INTERPRETATION:  These unprecedented results correspond to data from basic and clinical cohort studies, and support the concept that uncompensated free radical damage catalyzed by excess iron may contribute to cancer and vascular disease. Iron reduction appeared to be vaso-protective if implemented relatively early. The youngest quartile of patients in this study, age 43 to 61, corresponds to the age of transition from pre- to post-menopausal status in women. These results suggest that iron reduction may be primarily a means of disease prevention rather than treatment althought the latter is not ruled out.

REFERENCES:

  1. Zacharski LR, Chow BK, Howes PS, Shamayeva G, Baron JA, Dalman RL, Malenka DJ, Ozaki CK, Lavori PW. Reducing iron stores lowers cancer risk in patients with peripheral arterial disease. Blood 110: 783a, November 16, 2007, abstract 2665.
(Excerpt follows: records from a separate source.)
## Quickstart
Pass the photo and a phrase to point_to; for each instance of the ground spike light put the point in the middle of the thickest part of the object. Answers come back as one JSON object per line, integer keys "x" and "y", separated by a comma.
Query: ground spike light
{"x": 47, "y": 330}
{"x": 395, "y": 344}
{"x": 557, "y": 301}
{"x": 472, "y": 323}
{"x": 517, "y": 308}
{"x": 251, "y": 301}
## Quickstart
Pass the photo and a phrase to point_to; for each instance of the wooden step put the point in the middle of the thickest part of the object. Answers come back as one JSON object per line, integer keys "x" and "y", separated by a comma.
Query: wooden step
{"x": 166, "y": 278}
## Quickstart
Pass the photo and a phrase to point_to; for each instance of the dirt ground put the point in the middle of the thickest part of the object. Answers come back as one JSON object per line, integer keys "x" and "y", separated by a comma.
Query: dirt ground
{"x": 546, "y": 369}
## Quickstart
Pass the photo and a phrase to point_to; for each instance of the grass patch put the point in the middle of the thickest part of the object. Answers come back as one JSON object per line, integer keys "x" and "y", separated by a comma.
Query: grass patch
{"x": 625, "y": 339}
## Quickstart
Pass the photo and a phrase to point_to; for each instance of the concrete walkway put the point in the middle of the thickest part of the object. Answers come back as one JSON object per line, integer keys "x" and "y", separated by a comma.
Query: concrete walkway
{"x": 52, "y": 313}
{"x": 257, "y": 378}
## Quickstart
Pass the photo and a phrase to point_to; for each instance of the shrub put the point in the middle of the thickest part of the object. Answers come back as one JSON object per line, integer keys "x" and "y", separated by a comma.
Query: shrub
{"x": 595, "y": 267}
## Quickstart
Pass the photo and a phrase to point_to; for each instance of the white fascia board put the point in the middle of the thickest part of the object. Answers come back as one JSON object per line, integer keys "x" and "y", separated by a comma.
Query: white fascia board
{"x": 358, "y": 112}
  2. Zacharski LR, Chow BK, Howes PS, Shamayeva G, Baron JA, Dalman RL, Malenka DJ, Ozaki CK, Lavori PW. Decreased cancer risk after iron reduction in patients with peripheral arterial disease: results from a randomized trial. J Nat’l Cancer Inst, in press, 2008.
  3. Zacharski LR, Chow BK, Howes PS, Shamayeva G, Baron JA, Dalman RL, Malenka DJ, Ozaki CK, Lavori PW. Reduction of Iron Stores and Cardiovascular Outcomes in Patients with Peripheral Arterial Disease. JAMA 2007;297:603-10.
  4. Zacharski LR, Chow BK. Iron reduction and cardiovascular outcomes. Letter-to-editor, JAMA 2007;297:2075-6.